We're planning to move from Iowa to Massachusetts next year to get away from Giliad theocracy and the bland nothingness of big agricultural landscapes. I imagine I will write about this place after I leave it, though I have a few short stories set on the farm where I first moved when I came here almost twenty years ago. I look forward to living in the land of my ancestors where so many of my favorite stories are set (Frederick Busch and John Updike, among others). Lately I've been working on a book about my great-great-grandfather that is set in 1880s New York and Bisbee, Arizona. It's interesting to try and capture a place and an era without using too much exposition.
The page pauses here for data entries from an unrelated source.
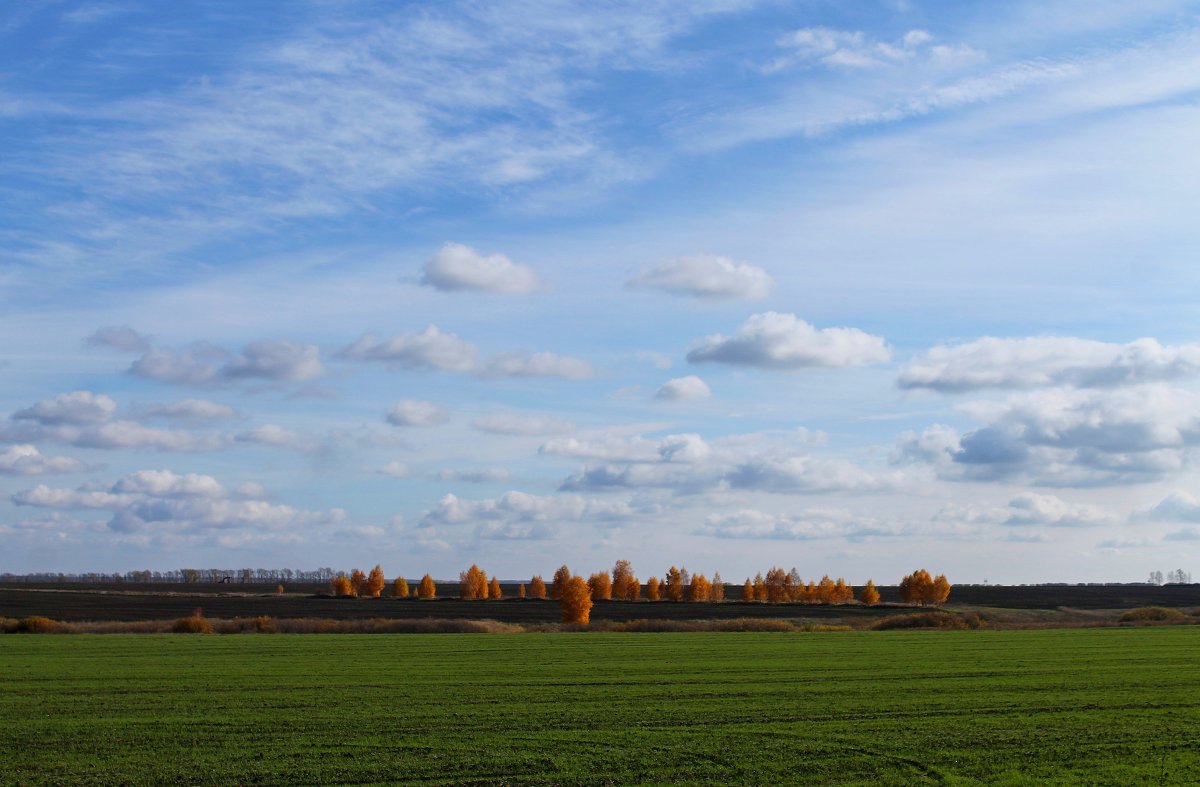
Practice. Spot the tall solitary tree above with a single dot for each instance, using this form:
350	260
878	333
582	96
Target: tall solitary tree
576	601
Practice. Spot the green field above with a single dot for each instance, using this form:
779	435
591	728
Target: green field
1099	706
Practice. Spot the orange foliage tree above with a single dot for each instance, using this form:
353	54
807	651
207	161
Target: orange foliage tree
624	584
375	583
341	586
921	588
600	586
672	588
473	583
561	578
576	601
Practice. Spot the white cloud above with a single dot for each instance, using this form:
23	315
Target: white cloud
413	413
120	337
706	276
192	410
523	424
276	360
429	349
537	365
27	460
777	341
1048	361
192	504
75	408
461	268
683	389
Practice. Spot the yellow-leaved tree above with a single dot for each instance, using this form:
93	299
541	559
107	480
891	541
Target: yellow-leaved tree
600	586
576	601
473	583
375	583
561	578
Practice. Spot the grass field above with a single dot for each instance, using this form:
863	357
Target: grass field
1099	706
Here's a brief passage about the Union Pacific line moving through the Sierras into Truckee:

At Humboldt Station we acquire additional locomotive engines at the front and back of the train to push-pull us up the steep slopes and endless switchbacks. As we gain elevation, the mighty glacial peaks seem to both generate clouds and cleave them. Storms regularly blow through the passes and choke them with tons of snow, so Union Pacific has constructed enormous post-and-beam sheds of redwood to keep the tracks open in the worst places. These shed interiors are pitch-black tunnels, and as we roll through the darkness coal sparks flit past the windows like fireflies. The dim glow of the tunnel mouth explodes into shocking brightness as we exit the shed, a breathtaking vista spreading below us before we enter the next tunnel. Donner Lake is a sapphire pool in an emerald valley fringed with white glacier peaks and glossy pines. The beauty of the scene has an unreality to it as though it was an elaborately painted backdrop, clean rolling hills devoid of any human trace. I know within a scant few years it will be transformed into the familiar contours of furrowed fields staked with fences, barns and farmhouses. How quickly things are changing, how irrevocably.